- Born: 29 March 1933 Delhi, British Raj
- Died: 14 March 2022 (aged 88) Chennai, Tamil Nadu, India
- Education: Delhi University Cambridge University
- Occupation: Educationist
- Spouse: M. S. Swaminathan ​(m. 1955)​
- Children: Three; including Soumya

= Mina Swaminathan =

Indian educationist (1933–2022)

Mina Swaminathan (29 March 1933 – 14 March 2022) was an Indian educationist in the field of pre-school education. As a teacher at St. Thomas's School, New Delhi, she developed methods using drama in education and language learning, both inside and outside the classroom.
 In children's drama, she developed techniques for creative improvisation, and in writing and production of documentary mime plays. Meena Swaminathan was married to Indian Agricultural Scientist, and "Father of Green Revolution" M.S. Swaminathan, whom she met in 1951 while they were both studying at Cambridge.

== Early life ==
Swaminathan was born on 29 March 1933 to Mathuram and Subrahmanya Bhoothalingam. Her mother was a novelist and playwright who wrote in Tamil and English under the penname Krithika, while her father was an Indian civil servant and economist.

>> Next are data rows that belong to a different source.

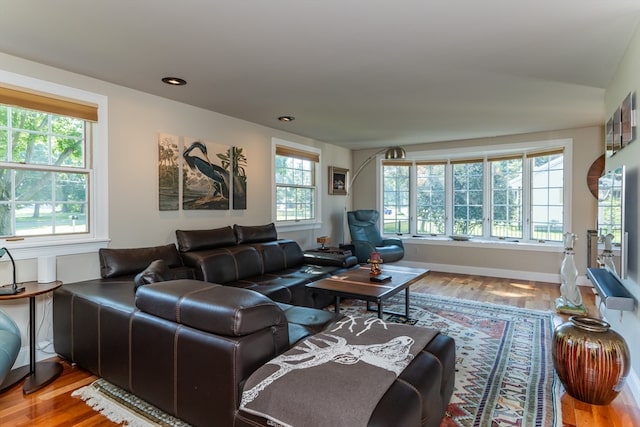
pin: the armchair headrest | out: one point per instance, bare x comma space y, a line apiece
365, 215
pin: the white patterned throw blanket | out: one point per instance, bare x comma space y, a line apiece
335, 378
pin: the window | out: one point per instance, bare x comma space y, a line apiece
295, 183
53, 194
518, 195
468, 192
431, 214
547, 196
506, 197
44, 177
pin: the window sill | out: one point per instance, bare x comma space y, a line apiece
482, 243
286, 226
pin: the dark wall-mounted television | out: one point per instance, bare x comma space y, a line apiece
611, 218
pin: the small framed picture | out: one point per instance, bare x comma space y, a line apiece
627, 118
338, 178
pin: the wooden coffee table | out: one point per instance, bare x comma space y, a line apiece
356, 284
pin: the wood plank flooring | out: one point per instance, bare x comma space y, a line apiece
54, 406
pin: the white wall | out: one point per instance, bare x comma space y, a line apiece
627, 80
135, 119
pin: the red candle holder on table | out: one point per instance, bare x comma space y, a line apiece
375, 261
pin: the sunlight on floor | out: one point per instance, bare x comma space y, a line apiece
522, 286
512, 294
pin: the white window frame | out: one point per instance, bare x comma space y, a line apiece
28, 247
485, 152
298, 224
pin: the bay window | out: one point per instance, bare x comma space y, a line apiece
517, 195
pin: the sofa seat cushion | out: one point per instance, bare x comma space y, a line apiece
217, 309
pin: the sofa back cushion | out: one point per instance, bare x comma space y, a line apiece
293, 254
157, 271
193, 240
255, 233
122, 262
273, 258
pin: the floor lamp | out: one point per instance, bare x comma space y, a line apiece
390, 153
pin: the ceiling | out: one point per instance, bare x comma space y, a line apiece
359, 74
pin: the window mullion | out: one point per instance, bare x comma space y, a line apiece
487, 196
448, 185
526, 199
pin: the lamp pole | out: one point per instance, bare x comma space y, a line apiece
390, 153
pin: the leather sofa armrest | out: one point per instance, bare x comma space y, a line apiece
217, 309
277, 293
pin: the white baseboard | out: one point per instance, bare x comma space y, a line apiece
633, 381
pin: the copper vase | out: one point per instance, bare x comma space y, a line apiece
591, 359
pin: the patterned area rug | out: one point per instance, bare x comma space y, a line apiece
504, 373
504, 369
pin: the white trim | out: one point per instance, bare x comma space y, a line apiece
302, 224
484, 243
31, 247
483, 271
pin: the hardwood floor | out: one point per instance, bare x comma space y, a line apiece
54, 406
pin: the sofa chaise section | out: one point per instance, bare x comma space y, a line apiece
252, 257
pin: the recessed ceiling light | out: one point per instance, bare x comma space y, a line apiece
174, 81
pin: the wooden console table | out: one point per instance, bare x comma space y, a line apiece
37, 374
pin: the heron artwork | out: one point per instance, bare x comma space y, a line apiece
216, 195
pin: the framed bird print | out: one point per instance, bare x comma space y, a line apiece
205, 178
168, 172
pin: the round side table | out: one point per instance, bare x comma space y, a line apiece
37, 374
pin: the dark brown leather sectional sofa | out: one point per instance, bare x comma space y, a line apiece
187, 345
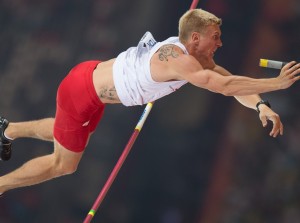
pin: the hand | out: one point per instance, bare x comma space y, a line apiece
268, 114
288, 74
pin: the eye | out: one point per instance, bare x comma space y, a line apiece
215, 37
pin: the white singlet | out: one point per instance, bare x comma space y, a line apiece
132, 76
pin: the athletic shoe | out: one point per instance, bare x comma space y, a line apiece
5, 143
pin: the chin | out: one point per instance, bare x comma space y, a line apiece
210, 64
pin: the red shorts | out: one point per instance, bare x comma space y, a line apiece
78, 107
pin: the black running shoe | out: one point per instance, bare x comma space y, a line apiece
5, 143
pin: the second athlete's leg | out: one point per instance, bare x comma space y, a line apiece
39, 129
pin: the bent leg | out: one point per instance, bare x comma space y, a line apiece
39, 129
61, 162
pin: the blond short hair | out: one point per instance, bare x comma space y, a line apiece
195, 20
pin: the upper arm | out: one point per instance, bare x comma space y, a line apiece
222, 71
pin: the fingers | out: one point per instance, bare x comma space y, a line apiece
264, 121
289, 65
277, 127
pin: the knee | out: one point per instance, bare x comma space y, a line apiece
63, 168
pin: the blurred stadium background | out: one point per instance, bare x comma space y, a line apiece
201, 157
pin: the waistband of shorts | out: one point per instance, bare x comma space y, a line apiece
90, 84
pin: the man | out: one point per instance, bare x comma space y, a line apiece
137, 76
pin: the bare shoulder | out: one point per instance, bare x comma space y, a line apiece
170, 63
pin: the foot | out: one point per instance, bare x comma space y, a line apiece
5, 143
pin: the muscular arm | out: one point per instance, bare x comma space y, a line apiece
232, 85
248, 101
265, 114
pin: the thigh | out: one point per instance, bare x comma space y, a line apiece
66, 158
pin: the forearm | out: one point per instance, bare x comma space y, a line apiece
249, 101
241, 86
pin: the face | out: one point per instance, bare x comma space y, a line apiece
206, 44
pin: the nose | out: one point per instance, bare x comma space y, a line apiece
220, 43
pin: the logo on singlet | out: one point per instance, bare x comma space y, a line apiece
86, 123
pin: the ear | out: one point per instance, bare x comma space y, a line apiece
195, 36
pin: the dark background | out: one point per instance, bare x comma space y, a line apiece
200, 158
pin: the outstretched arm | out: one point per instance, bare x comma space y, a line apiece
265, 114
233, 85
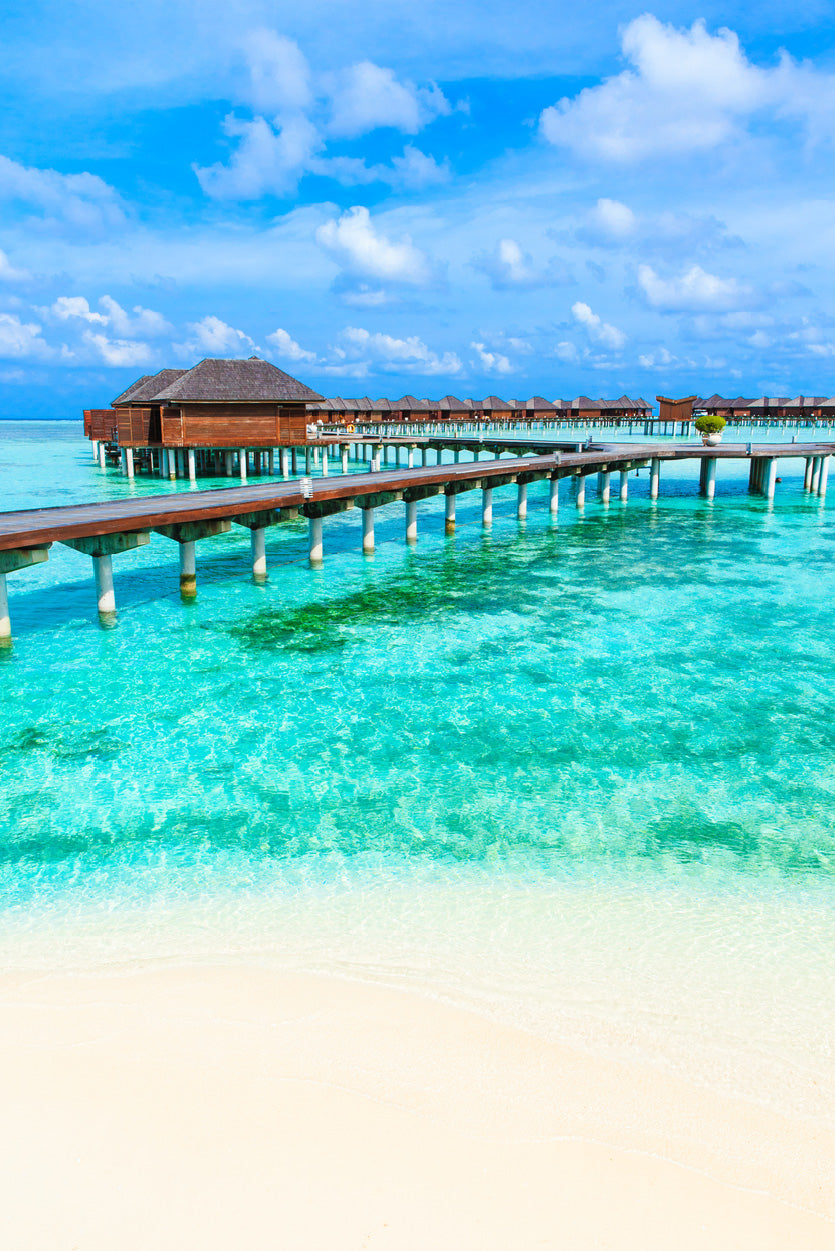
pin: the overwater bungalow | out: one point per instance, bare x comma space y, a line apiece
215, 404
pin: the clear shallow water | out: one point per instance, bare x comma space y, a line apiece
577, 773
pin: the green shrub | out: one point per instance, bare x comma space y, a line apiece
710, 424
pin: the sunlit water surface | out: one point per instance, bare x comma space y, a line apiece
576, 773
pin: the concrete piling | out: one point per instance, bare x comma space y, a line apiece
411, 521
450, 514
258, 547
368, 531
314, 541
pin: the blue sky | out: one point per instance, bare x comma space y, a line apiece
388, 198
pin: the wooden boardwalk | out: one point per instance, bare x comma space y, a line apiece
40, 526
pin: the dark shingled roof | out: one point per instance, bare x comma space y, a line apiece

She earned her B.A.(Hons) in 1951 from Delhi University and B.A.(Hons) in 1953, Cambridge University. Her M.A.(English) in 1958 from Panjab University, earned her B.Ed. in 1956 from Central Institute of Education. She earned her M.A.(Cantab) in 1961 Economics from Cambridge University.

==Career==
Swaminathan was an educator who focused on early childhood education and gender and development studies. She was the chairman of the committee that studied development of the pre-school child that was set up by the Indian Central Advisory Board of Education in 1970. The committee's recommendations became the basis for Integrated Child Development Services (ICDS), a program that targeted interventions in early childhood care and development.

Swaminathan was a consultant to UNESCO on early childhood care and education, as well as to UNICEF when she undertook assignments in Vietnam and Kampuchea. She was Secretary and later President of the Indian Association for Pre-school Education, as well as Editor of its journal, and a Member of the Central Advisory Board of Education (CABE). She was also part of the board of trustees in the non-profit M. S. Swaminathan Research Foundation (MSSRF) based in Chennai, Tamil Nadu.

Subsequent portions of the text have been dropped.